Jacob’s story: Finding peace as a man
22 October 2015
An entry in the 2015 Rivers Award
for Writing on Peace & Harmony
AS the sun rose over the dried El Niño suburbs of the city, Jacob woke up, tired and still depressed from yesterday’s thoughts.
As he yawned and stretched he felt that he just couldn’t care less, “Same old things, different days” he murmured.
His siblings were running around circles, irritating him.
“James, Isaac! Go wash; go to school”.
It was like watching a re-run of his own life; each day a replay of a soap opera where the characters never changed.
“I wish I had a new computer and some great software,” Jacob said as he sat down at the table and ate a sandwich.
He was an imaginative and forward thinking guy with an eye for multimedia but he totally lacked the funds to pull it off.
Time was running away with him and his anger grew as he failed to pick himself up and do the things he desired. He would shift the blame to others, his friends and family.
Sometimes it was really hard; he would contemplate suicide. “What’s wrong with you? You can’t save enough money to buy new things, can’t do anything right.”
With all the anger and rage and a heavy heart, Jacob could still flash a bright smile and be a fun loving fellow - the two sides of himself well known to him if to nobody else.
His parents told him not to waste his time contemplating, but that’s all they would say. It was like they didn’t know the real Jacob, the smart ideas man who could conjure up interesting concepts capable of lifting the bar.
Jacob felt intimidated every time they gave him a small chore to do and correcting him step by step.
“Jacob can you put these papers in order and wash the plates,” his mum called.
“Put them in order like this,” she would shout.
“I’m not a small boy. I can do it. It’s not rocket science,” he’d respond.
His mother never saw the rage about to erupt the angry magma inside him, boiling, ready to blast out and burn.
Heavy breathing, nostrils flaring, fists clenching, eyes bloodshot, the rage taking over.
But that it was short-lived.
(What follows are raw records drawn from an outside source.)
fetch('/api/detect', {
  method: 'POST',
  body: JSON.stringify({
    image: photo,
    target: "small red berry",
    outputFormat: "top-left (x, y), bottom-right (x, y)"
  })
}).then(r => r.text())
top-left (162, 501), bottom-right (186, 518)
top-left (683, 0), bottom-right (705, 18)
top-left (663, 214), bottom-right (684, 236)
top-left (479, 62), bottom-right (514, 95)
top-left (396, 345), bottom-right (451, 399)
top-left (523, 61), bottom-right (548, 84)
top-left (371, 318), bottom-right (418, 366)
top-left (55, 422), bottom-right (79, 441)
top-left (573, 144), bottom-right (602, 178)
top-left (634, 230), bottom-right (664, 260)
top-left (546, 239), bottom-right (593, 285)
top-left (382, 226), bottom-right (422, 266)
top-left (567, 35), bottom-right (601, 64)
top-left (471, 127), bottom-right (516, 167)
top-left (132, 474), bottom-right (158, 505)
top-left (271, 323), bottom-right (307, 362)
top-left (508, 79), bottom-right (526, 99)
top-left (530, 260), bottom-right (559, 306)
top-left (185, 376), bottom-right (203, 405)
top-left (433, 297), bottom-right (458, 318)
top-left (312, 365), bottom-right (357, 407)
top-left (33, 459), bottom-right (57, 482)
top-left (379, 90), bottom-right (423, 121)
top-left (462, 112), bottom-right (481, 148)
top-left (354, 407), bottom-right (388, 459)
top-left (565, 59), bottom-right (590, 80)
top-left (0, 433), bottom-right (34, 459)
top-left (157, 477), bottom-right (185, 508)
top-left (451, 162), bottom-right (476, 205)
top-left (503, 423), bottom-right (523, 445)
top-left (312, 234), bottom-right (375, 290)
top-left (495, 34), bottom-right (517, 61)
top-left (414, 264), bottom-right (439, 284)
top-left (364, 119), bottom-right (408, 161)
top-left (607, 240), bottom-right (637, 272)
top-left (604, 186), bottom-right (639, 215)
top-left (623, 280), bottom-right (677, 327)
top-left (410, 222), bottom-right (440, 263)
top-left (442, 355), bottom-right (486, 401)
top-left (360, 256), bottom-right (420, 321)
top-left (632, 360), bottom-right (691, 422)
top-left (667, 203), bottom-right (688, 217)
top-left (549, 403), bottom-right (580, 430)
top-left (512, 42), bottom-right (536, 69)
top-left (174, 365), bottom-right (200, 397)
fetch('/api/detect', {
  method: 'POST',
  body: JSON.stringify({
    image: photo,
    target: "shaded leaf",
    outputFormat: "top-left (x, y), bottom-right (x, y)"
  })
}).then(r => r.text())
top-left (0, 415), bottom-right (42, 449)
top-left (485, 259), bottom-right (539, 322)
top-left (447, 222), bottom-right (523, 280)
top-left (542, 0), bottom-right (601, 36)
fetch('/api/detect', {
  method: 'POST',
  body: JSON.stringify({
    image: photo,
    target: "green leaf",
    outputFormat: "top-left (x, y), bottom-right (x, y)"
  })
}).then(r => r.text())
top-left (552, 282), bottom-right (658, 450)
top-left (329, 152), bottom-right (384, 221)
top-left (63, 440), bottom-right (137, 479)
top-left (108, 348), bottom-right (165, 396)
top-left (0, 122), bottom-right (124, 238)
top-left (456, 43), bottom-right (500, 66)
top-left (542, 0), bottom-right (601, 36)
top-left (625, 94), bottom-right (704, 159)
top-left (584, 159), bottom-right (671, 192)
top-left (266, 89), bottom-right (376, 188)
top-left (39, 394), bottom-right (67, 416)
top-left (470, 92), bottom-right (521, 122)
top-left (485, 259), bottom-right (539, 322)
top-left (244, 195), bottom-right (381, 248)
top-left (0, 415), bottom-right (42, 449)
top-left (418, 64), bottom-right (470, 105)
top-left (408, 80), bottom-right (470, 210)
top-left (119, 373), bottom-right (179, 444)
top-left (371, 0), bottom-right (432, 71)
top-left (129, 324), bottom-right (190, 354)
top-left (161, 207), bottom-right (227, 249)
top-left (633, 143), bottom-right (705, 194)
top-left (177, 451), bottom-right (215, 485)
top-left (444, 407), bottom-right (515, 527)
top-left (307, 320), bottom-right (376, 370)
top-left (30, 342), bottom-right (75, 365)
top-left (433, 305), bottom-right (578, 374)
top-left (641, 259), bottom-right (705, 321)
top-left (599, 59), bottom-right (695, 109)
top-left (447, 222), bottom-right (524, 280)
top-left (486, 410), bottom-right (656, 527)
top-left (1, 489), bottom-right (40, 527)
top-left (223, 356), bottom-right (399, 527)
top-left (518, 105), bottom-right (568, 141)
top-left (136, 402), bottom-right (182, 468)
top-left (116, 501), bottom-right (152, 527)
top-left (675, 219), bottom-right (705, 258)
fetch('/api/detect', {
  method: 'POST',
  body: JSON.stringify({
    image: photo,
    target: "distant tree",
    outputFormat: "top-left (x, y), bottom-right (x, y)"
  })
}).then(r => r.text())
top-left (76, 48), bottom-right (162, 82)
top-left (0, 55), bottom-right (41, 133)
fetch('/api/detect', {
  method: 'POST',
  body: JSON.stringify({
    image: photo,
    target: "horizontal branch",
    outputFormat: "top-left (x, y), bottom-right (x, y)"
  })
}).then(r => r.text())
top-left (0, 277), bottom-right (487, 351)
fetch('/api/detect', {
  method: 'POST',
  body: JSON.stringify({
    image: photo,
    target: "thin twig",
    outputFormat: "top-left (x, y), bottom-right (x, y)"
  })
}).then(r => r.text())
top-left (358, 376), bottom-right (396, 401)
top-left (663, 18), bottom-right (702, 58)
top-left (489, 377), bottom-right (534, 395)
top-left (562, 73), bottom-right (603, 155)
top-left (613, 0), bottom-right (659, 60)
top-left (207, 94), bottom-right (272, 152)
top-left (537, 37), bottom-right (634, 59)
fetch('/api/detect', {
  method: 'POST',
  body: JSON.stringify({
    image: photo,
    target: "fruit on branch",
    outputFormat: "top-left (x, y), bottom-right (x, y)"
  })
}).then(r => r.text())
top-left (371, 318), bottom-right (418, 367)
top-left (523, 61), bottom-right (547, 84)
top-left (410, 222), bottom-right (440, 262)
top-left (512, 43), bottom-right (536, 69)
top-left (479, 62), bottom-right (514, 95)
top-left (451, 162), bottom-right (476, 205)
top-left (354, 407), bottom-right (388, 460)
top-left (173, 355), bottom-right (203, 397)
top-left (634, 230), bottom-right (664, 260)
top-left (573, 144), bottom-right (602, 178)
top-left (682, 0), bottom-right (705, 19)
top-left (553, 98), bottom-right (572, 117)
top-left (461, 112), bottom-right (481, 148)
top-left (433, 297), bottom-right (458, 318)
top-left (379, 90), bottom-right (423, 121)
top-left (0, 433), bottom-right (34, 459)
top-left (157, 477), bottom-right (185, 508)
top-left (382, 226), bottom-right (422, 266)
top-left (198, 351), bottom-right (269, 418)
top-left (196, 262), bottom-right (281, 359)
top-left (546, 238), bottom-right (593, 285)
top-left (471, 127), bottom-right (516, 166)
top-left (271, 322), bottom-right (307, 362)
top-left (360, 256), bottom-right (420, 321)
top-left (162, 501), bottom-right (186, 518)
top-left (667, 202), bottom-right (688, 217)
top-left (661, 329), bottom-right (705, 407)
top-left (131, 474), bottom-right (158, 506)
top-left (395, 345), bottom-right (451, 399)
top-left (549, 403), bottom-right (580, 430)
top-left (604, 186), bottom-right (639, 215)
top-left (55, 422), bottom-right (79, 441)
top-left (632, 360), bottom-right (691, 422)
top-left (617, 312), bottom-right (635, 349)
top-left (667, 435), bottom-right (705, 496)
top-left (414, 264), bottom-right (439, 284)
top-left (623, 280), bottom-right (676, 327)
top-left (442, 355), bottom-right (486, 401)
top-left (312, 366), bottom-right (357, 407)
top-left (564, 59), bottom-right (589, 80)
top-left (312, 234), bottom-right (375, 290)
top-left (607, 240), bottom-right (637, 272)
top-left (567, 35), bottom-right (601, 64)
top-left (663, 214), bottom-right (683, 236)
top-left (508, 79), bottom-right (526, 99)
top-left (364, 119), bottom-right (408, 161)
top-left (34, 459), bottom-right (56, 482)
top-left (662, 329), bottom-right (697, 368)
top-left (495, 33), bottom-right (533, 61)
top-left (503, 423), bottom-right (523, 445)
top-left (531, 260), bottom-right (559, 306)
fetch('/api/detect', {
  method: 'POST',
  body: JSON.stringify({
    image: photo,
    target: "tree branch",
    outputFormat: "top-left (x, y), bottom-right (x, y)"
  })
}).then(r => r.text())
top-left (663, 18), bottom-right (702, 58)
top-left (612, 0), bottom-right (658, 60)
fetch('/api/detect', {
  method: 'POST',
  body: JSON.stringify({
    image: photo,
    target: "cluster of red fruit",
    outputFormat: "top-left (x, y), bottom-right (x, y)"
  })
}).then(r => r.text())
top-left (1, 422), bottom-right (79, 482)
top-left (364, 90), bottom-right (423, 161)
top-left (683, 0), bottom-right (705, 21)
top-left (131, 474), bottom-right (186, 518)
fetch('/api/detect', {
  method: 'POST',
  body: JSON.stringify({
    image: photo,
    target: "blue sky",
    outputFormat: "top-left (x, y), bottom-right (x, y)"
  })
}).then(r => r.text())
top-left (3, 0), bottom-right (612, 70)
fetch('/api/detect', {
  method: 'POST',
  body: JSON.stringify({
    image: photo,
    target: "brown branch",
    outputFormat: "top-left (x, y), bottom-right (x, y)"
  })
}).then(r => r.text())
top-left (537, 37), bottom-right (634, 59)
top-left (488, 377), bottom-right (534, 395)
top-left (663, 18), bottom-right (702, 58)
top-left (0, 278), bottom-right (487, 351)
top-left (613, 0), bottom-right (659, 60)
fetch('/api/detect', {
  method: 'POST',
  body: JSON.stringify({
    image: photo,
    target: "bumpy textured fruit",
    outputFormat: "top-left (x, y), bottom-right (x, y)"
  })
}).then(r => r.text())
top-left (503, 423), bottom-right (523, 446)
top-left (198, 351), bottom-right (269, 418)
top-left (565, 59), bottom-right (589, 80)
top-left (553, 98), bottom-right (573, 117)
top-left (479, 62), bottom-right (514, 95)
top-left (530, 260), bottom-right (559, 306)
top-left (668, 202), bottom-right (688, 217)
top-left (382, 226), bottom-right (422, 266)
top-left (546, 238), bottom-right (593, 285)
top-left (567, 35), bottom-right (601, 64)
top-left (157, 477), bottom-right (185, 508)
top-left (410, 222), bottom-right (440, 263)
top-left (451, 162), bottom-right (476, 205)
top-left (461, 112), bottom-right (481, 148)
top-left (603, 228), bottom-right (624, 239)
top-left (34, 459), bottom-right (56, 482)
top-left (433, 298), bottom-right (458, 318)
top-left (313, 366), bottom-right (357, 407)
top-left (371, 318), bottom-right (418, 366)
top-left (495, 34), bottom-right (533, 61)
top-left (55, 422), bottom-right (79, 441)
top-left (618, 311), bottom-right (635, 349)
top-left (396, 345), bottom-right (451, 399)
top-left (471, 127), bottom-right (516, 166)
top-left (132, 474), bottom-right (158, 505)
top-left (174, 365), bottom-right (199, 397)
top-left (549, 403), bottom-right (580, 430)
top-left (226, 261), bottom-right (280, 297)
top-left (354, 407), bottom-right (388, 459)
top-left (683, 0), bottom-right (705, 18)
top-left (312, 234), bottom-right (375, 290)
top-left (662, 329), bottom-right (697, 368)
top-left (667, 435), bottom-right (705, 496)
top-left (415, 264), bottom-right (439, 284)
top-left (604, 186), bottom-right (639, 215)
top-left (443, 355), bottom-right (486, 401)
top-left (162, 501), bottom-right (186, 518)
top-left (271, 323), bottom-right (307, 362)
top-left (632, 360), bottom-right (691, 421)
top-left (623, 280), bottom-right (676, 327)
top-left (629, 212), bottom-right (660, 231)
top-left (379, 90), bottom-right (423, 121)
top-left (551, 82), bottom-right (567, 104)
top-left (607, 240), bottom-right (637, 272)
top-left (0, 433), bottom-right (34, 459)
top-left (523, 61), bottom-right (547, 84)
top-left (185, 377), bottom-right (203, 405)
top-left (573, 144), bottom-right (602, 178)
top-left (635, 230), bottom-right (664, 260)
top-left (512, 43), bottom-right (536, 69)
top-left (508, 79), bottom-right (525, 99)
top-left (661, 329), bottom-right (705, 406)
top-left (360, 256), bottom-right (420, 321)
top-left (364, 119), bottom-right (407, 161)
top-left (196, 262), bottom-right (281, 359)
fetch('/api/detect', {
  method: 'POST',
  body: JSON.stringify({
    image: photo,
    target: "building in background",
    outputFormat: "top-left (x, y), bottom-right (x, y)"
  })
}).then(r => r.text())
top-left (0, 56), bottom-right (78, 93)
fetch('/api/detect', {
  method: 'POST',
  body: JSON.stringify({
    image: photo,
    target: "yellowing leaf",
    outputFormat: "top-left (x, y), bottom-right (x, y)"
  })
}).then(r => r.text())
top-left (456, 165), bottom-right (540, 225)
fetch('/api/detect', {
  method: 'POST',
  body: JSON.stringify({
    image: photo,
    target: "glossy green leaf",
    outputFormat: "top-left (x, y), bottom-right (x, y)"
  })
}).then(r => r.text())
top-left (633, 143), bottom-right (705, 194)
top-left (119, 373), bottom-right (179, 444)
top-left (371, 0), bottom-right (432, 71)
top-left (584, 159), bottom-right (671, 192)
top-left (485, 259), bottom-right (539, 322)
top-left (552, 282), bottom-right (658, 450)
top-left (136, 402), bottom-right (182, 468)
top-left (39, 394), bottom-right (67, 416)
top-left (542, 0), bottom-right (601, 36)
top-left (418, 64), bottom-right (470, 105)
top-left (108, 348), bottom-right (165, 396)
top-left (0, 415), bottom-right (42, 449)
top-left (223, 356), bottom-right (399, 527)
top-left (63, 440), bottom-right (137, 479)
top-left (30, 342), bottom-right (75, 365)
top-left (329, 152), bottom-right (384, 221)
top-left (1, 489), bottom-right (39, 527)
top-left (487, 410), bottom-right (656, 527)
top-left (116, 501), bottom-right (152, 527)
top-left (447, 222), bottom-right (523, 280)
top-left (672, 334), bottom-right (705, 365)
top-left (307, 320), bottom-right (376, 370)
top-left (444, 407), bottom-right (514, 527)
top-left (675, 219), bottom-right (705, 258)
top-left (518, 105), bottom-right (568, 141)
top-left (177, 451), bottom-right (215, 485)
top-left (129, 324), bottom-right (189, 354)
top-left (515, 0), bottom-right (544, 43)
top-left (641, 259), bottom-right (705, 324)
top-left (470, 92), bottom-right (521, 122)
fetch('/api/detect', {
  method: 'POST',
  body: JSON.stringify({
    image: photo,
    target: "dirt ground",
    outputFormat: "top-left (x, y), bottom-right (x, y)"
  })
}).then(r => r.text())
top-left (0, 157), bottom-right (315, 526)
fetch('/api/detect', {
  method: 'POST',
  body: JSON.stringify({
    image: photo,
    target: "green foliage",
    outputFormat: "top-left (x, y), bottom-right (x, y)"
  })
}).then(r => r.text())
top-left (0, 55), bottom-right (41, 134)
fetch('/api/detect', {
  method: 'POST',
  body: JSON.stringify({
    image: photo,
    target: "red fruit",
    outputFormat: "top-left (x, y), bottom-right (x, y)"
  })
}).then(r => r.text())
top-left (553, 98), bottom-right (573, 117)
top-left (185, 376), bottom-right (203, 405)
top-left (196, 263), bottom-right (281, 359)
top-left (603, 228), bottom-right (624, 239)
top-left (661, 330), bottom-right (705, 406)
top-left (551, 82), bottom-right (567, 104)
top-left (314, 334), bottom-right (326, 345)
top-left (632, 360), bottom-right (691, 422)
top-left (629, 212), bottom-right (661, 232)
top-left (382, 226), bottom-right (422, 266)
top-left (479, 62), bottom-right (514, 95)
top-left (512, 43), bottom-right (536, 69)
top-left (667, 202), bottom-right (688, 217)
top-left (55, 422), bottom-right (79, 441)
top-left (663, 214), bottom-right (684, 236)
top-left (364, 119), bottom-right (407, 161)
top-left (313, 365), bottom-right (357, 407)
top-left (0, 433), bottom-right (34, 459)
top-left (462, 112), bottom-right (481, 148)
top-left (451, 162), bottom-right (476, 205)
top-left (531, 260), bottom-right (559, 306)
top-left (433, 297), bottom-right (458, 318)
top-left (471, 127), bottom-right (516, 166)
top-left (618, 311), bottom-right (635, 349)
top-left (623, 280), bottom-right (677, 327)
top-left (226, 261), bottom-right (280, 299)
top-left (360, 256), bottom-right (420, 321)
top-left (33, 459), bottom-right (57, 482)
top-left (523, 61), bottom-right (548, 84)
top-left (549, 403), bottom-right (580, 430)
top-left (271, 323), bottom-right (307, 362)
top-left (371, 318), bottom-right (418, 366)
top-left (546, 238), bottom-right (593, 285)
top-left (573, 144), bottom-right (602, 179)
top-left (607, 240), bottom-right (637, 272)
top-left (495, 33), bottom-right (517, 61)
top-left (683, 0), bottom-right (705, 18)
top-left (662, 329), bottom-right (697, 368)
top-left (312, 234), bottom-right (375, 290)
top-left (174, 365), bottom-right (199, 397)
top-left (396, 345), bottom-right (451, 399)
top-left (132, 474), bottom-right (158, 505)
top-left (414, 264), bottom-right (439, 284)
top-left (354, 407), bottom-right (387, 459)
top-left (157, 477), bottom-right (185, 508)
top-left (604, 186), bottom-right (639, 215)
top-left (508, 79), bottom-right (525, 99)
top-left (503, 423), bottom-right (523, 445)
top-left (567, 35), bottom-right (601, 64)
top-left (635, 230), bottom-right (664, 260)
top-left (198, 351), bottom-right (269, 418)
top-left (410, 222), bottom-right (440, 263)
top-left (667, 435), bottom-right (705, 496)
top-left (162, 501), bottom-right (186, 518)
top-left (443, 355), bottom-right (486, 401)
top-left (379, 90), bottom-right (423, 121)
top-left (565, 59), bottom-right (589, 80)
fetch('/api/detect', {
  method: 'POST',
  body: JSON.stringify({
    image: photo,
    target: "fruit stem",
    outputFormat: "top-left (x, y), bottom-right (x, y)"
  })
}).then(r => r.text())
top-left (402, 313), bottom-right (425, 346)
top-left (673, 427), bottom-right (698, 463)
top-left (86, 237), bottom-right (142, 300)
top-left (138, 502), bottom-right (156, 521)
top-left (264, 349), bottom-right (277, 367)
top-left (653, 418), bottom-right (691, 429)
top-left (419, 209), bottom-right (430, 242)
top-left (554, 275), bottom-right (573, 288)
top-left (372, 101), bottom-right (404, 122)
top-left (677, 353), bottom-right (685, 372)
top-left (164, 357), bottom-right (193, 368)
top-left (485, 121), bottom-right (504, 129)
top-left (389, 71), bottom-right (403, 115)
He knew his mother did not mean to anger him. She wanted her son to be a great man, someone she could be proud of.
“Jacob, I’m sorry for doing this to you unintentionally. I know it’s a habit of mine.”
He could not hold back his tears; they came trickling down his beard; a grown man seeing some sympathy from his beloved mum.
Time was a healer and things did become great for Jacob. He did finally gain the respect of his parents and would greet each day with a welcoming smile and a sense of pride in his fruitful life.